На протяжении всего романа Павел Рихтер – поощряемый своим дедом – говорит об ощущении собственного избранничества: миссия семьи Рихтеров – спасти Россию и мир, вправить сустав времени. Меньше говорит об этом и больше делает – возвращается в Россию, чувствуя, что там «скоро будет скверно», и зная, что если не он, то никто, – второй главный герой романа – Струев. Идея спасения – вообще христианская; и Кантор говорит о себе в интервью «я религиозный христианский художник», «я стараюсь из российской действительности сделать библейскую притчу».

«Учебник» – христианский антиязыческий, антифашистский и антиглобалистский роман. Это перечисление может показаться пустым начетничеством, но оно существенно: роман про ХХ век, про явления ХХ века – авангард, фашизм и глобализацию. Все это и есть приключения, случившиеся с христианством в ХХ веке, то, чем его подменили. История, рассказанная Кантором в его романе, – это история про то, как христианство в ХХ веке, выжив формально, на деле обернулось неоязычеством. Кантор показывает, что капитализм в его нынешнем виде – это, по сути, неоязычество (под язычеством подразумевается культ насилия, дегуманизация), фашизм, отказ от христианского проекта, наступление темных времен.


Роман есть апология Христа, жизни, живописи, картины – и картиной заканчивается. Точнее – рассуждением о христианском искусстве и затем уж описанием картины Павла Рихтера: холодно, снег, гадкий двор, пустырь, Россия, двенадцать бродячих собак, похожих на героев романа, идут через двор. (Сцена, отсылающая не только к блоковским «Двенадцати», но и – через картину самого Кантора, замечательно проанализированную однажды Г. Ревзиным, – к картине Ван Гога «Прогулка заключенных». А также, возможно, к булгаковской теме: интеллигенция как новый пролетариат, класс-гегемон, одураченные шариковы.) Они сами по себе, никого в белом венчике из роз нет – но видно, что Павел собрал здесь тех, чья душа не погибла окончательно, людей, у которых есть шанс спастись самим, а может быть, и спасти мир.
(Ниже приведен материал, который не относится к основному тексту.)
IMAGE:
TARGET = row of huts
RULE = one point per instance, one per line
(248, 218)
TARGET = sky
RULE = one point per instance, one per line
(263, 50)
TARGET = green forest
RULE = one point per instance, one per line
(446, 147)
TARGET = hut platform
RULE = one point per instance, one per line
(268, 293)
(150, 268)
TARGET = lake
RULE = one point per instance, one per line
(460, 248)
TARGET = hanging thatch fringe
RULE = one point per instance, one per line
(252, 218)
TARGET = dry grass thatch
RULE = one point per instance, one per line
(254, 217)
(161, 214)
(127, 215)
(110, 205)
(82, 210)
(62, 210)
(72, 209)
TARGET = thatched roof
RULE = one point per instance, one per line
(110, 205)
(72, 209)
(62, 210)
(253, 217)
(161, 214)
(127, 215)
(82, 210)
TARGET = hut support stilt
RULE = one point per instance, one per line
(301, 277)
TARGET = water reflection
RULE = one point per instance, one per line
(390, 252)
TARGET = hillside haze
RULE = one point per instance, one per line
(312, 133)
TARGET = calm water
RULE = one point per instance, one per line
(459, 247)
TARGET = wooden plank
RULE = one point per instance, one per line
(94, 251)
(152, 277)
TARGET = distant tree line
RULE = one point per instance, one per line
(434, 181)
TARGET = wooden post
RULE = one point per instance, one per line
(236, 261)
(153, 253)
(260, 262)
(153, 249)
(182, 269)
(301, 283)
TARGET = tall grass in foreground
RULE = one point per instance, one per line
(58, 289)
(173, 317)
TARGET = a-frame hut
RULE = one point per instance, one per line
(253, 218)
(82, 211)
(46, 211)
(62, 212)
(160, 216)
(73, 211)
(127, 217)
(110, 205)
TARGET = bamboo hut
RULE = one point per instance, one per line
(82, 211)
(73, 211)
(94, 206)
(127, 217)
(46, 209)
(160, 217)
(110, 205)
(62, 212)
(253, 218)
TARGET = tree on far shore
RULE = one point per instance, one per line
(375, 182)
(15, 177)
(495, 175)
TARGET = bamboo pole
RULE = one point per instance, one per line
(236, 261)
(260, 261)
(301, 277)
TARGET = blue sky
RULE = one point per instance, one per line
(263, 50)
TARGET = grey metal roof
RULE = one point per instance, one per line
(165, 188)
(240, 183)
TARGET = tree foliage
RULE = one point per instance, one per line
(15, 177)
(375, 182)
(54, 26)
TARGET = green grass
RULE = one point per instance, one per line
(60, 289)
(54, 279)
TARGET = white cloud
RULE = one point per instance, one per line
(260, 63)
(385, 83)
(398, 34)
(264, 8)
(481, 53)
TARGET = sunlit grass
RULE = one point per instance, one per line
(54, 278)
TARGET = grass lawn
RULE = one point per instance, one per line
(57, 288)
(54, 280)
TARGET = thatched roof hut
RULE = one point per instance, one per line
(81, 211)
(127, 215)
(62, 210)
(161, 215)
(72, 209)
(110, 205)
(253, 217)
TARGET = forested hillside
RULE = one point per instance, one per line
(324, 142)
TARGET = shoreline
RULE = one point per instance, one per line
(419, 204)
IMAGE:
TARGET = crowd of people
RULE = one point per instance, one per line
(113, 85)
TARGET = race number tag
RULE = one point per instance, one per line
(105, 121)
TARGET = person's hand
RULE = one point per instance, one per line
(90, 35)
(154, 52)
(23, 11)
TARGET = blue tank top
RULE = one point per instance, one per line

Это движение в никуда, вслепую – и есть ответ на «прорыв в цивилизацию», в черный квадрат. Эта картина Павла – анти-«Черный квадрат». Непонятно, кого именно или, точнее, какого именно «нового парадигмального проекта» ждут собаки, – главное, что ждут вместе, что одни не бросили других, что ждут они не Лугового или еще какого-либо воплощения дьявола, а того, кто несет свет и доброту; картины должны быть понятными, Кантор настаивает на этом.

Между прочим, некоторым образом этот ожидаемый неназванный Некто соотносится с так и не названным по имени отцом Павла в романе. Собственно, вся жизнь Павла – это бродяжничество по пустырю в ожидании пришествия отца.

Павел, главный герой романа и, как выясняется в последних главах, хронист, не есть собственно спаситель. Павел лишь апостол, малюющий ад и возвещающий Новый Проект Истории. Не является спасителем и Струев, чья стратегия – личная революция, индивидуальный террор, он тоже лишь одна из двенадцати собак, бродящих по пустырю. Однако именно Павлу принадлежит повествовательское «я». Это его роман – но и о нем, о Мастере, миссия которого – пусть не спасти мир, но запечатлеть его во всей мерзости и показать, что путь к спасению, надежда на спасение, на появление Нового Проекта, который разрешит кризис, в котором оказалась социокультурная история, – есть. Именно эту надежду и подразумевает картина с собаками, финал романа. В этом смысле важный подтекст романа – «Мастер и Маргарита» (что, можно предположить, и имел в виду Г. Ревзин, говоря, что написан великий русский роман, которого не было со времен «Мастера и Маргариты»).